The following points highlight the three main steps involved in the extraction of DNA. The steps are: 1. Isolation of DNA 2. Purification of DNA 3. Removal of Unwanted RNA.
Extraction of DNA: Step # 1.
Isolation of DNA:
Initially, isolating DNA was a long and difficult process with large amounts of DNA collected. Extracting DNA from plants, animals, and bacteria, all require that the cellular contents be liberated into a solution. Since the bacteria are single-celled and contain no bone, fat, gristle, etc., the DNA is relatively easy to be extracted.
In contrast, samples from animals and plants must often be ground into tiny fragments before proceeding. Since plant cells have very rigid cell walls, the researcher must mechanically break the cells open in a blender, or add special degradative enzymes to digest the cell wall components.

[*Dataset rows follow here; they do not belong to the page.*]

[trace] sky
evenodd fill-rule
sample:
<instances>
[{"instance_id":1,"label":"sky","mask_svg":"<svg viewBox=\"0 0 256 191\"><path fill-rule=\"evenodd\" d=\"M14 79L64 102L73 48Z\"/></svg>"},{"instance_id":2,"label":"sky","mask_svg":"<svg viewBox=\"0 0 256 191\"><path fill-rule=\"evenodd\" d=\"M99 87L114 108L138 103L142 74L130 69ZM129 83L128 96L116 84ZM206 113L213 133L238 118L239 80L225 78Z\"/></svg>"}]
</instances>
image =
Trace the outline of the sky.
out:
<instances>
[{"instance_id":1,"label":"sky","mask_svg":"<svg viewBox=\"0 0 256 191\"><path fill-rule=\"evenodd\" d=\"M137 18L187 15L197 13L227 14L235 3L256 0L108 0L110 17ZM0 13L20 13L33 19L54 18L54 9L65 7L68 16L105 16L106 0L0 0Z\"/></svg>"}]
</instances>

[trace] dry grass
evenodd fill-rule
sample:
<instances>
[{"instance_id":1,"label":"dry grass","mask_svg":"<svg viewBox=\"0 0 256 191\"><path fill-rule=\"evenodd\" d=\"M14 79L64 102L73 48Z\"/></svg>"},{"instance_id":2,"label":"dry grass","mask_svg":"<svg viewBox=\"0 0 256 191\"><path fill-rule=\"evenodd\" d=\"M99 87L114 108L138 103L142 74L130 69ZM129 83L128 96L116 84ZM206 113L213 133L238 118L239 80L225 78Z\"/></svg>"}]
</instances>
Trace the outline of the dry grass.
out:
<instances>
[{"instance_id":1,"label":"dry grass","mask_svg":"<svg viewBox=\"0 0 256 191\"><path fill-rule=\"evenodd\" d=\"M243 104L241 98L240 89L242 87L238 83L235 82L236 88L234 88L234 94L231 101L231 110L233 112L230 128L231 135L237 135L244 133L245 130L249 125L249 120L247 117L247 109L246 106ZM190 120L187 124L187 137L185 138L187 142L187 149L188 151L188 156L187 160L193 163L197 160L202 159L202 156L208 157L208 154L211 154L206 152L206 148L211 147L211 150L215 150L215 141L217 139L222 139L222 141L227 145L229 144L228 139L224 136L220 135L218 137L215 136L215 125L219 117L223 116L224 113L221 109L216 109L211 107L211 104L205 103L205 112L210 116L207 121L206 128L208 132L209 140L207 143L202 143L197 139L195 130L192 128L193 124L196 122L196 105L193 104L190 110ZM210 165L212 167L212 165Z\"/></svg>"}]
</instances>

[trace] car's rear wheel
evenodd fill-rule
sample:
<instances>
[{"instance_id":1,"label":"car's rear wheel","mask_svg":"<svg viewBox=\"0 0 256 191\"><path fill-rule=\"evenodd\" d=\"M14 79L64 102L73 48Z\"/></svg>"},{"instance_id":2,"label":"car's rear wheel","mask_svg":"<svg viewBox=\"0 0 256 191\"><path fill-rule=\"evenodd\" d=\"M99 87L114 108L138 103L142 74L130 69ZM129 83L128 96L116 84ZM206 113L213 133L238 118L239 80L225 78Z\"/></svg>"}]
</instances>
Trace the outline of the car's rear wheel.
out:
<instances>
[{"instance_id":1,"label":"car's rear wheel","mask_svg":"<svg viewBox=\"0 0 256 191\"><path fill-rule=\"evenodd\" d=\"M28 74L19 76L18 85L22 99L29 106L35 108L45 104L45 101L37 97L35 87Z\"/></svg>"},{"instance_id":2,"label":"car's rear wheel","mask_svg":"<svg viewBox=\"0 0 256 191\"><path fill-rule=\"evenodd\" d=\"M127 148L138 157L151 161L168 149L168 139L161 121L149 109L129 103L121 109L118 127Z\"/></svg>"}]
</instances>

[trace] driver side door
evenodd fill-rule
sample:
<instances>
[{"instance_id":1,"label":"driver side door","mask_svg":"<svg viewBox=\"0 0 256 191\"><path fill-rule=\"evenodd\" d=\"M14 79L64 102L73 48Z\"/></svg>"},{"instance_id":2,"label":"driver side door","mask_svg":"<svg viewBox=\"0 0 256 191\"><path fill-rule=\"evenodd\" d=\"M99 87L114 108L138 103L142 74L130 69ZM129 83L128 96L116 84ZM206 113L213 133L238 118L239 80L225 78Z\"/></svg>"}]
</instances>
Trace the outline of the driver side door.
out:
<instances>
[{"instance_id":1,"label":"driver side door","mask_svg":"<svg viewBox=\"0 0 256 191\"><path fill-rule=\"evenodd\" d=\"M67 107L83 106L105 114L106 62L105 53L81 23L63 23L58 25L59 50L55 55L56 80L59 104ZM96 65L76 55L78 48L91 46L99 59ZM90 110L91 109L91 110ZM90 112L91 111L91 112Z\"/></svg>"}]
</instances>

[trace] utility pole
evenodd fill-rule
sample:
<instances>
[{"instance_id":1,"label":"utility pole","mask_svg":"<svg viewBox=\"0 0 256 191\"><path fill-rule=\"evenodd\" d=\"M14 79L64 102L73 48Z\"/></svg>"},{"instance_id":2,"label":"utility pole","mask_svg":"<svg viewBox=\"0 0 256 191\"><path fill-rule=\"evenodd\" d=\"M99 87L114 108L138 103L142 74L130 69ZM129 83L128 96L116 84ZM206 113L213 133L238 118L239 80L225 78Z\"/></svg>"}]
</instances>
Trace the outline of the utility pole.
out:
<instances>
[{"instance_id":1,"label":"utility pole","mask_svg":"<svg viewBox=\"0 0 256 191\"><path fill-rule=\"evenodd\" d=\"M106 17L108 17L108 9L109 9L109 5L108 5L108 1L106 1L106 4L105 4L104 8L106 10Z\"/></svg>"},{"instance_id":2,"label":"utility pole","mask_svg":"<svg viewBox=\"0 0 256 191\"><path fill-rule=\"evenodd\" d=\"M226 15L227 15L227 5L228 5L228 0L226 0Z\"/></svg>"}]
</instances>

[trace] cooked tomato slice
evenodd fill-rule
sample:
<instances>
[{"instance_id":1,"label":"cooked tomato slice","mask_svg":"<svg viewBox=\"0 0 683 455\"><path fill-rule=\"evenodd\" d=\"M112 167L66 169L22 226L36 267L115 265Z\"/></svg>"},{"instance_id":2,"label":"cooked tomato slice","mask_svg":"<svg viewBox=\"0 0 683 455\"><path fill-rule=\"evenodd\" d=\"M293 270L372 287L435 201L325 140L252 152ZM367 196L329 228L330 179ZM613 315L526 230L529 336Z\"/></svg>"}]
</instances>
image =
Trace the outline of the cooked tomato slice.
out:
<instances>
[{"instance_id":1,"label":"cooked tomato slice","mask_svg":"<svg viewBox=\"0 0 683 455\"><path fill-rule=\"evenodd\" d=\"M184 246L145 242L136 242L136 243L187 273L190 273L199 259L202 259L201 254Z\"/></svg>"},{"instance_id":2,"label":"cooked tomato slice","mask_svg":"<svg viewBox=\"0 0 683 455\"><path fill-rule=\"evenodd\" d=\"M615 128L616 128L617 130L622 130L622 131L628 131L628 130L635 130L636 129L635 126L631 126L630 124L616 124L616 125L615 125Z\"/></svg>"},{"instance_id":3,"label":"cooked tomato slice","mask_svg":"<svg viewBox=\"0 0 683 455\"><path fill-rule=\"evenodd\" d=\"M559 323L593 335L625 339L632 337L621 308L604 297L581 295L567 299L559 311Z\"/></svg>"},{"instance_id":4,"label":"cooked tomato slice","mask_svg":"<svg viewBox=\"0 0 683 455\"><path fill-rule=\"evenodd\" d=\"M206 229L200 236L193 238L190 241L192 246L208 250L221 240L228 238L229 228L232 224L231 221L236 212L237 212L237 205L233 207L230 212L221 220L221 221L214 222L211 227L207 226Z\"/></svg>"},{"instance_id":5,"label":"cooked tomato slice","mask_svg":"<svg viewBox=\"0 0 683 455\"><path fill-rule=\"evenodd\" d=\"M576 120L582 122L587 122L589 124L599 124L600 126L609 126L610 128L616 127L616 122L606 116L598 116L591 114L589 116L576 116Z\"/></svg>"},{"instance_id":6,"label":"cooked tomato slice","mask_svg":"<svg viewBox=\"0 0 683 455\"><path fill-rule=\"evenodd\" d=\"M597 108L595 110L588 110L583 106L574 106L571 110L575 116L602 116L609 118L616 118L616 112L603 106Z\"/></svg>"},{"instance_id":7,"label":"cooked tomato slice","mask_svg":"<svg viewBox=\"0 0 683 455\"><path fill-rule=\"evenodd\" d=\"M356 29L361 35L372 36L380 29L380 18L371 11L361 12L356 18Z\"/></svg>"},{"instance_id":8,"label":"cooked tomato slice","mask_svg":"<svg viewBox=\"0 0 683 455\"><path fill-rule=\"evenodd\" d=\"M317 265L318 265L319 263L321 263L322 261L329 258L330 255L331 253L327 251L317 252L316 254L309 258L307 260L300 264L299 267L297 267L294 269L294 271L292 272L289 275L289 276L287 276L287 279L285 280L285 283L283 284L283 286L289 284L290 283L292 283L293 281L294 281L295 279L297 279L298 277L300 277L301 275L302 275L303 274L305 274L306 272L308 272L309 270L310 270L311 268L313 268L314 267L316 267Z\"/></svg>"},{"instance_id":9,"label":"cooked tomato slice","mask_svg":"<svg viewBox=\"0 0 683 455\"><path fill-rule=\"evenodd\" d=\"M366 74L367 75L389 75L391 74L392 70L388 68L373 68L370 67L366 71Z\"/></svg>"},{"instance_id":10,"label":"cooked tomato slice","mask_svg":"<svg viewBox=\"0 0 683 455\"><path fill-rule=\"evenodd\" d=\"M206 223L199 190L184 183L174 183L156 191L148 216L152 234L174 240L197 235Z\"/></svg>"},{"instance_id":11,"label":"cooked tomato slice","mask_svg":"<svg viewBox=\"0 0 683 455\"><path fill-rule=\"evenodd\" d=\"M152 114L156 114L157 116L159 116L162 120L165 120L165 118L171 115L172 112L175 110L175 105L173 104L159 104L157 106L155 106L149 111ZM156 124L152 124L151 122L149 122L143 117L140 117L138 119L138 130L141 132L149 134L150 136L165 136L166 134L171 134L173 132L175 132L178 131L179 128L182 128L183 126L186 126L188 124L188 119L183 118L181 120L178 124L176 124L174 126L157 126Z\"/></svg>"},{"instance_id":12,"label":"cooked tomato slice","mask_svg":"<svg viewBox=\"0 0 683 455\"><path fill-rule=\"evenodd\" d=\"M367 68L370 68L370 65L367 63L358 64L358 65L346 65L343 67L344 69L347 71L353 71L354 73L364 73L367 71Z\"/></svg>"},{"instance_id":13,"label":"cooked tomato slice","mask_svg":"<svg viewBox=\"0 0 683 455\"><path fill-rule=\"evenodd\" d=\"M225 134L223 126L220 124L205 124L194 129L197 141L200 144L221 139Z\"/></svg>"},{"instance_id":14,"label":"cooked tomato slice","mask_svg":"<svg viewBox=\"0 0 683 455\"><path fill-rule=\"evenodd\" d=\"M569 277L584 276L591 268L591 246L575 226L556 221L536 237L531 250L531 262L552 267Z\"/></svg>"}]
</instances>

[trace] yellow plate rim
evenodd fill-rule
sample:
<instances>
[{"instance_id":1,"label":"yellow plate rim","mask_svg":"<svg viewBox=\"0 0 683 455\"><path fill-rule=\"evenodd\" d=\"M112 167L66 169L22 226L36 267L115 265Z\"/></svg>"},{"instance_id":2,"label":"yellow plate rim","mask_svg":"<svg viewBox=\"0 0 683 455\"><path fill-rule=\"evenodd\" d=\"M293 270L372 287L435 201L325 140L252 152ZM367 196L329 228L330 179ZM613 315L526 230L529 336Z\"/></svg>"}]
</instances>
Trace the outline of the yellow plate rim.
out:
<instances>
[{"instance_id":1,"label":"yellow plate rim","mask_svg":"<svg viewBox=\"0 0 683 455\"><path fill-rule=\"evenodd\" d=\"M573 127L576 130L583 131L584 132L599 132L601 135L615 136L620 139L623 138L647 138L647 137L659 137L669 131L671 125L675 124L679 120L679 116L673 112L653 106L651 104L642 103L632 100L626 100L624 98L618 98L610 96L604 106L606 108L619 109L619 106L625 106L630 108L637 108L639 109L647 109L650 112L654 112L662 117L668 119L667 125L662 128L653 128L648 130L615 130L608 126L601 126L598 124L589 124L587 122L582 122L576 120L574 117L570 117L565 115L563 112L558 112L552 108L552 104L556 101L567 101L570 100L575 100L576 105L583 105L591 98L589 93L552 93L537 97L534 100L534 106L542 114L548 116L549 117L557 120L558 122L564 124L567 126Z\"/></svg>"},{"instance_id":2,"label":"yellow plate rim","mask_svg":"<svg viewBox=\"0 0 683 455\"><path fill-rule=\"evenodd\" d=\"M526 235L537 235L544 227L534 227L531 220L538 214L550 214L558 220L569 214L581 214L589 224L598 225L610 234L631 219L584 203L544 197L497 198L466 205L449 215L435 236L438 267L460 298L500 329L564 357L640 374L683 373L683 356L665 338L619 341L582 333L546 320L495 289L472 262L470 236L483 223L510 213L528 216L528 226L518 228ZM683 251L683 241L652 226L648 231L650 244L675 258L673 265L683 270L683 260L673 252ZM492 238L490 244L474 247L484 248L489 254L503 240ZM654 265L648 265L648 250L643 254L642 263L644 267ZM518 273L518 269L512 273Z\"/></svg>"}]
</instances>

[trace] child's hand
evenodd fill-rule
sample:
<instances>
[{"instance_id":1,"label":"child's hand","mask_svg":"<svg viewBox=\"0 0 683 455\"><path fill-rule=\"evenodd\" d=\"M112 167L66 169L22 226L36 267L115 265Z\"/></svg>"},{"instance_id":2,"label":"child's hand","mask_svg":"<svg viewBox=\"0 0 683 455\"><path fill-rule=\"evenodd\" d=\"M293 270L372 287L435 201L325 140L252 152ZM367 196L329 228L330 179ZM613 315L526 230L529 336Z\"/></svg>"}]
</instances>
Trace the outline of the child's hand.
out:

Similarly, to extract DNA from a mouse’s tail, enzymes are added to degrade the connective tissue and disperse the cells. By far the easiest way to get DNA is to extract it from bacteria. A few drops of a bacterial culture will give plenty of DNA for most of the purposes. First, the bacterial cell wall is easily digested by lysozyme, an enzyme that degrades the peptidoglycan layer of the cell wall.
A successive treatment with detergent dissolves the lipids of the cell membrane. Chelating agents, such as EDTA (Ethylene Diamine Tetra acetate), are also used, especially with gram-negative bacteria, to remove the metal ions that bind components of the outer membrane together. In all these samples, the cellular contents, including the DNA, are then liberated into solution and are purified by further series of steps.
Extraction of DNA: Step # 2.
Purification of DNA:
Two general types of procedure are used for purification of DNA:
1. Centrifugation and
The principle of centrifugation is as follows:
The sample is spun at high speed and the centrifugal force causes the larger or heavier components to sediment at the bottom of the tube. For example, destroying the cell wall of bacteria by lysozyme and detergents leaves a solution containing fragments of the cell wall, which are small, and the DNA. When the sample is centrifuged, DNA and some other large components are sedimented at the bottom of tube.
The fragments of cell wall, together with many other soluble components, remain in solution and are discarded. The sedimented DNA is then re-dissolved in an appropriate buffer solution. Still it has a lot of protein and RNA mixed in with it.
These are generally removed by chemical means. One step used in many DNA purifications is phenol extraction. Phenol, also known as carbolic acid, is very corrosive and extremely dangerous because it dissolves and denatures the proteins that make up 60 to 70 per cent of all living matters. Consequently, phenol may be used to dissolve and remove all of the proteins from a sample of DNA.
When phenol is added to water, the two liquids do not mix to form a single solution; instead, the denser phenol forms a separate layer below the water. When shaken, the two layers mix temporarily, and proteins dissolve in phenol.
When the shaking stops, the DNA solution and phenol containing proteins separated into two layers (Fig. 3.1). To ensure that no phenol is trapped with the DNA, the sample is centrifuged briefly. Then the water containing DNA and RNA is sucked off and kept. Generally, several successive phenol extractions are performed to purify proteins from DNA.
A variety of newer techniques have been developed that avoid phenol extraction. Most of these involve purifying DNA by passing it through a column containing a resin that binds DNA but not other cell components.
The techniques in this regard are of following two types;
1. Affinity Chromatography:
This uses silica resins. Silica resins bind nucleic acids rapidly and specifically at low pH and high salt concentrations. The nucleic acids are released at higher pH and low salt concentration.
2. Ion-exchange Chromatography:
Anion exchange resins, such as diethyl amino-ethyl-cellulose, are positively charged and bind DNA via its negatively charged phosphate groups. In this case binding occurs at low salt concentrations and the nucleic acids are eluted by high concentrations of salt, which disrupt the ionic bonding.
Extraction of DNA: Step # 3.
Removal of Unwanted RNA:
Special enzymes remove contaminating RNA from a DNA sample. The enzyme ribbon clease degrades RNA into short oligonucleotides but leaves the giant DNA macromolecule unchanged. A mixture of DNA and RNA is first incubated with the ribonuclease at the optimal temperature for enzyme activity.
Next, an equal volume of alcohol is added. The alcohol precipitates large macromolecules, including long chains of DNA, out of solution. However, the small RNA fragments remain dissolved.
It should be noted that alcohol treatment is not very specific and will precipitate most large carbohydrates and many proteins as well as intact macromolecules of both DNA and RNA. Thus, alcohol precipitation can only be used after these components have been removed from the DNA by centrifugation and phenol extraction.
Next the DNA is sedimented at the bottom of the tube by centrifugation, and the supernatant solution containing the RNA fragments is discarded (Fig. 3.2). The tiny pellet of DNA left at the bottom of the tube is often scarcely visible. Nonetheless, it contains billions of DNA molecules, sufficient for most investigations.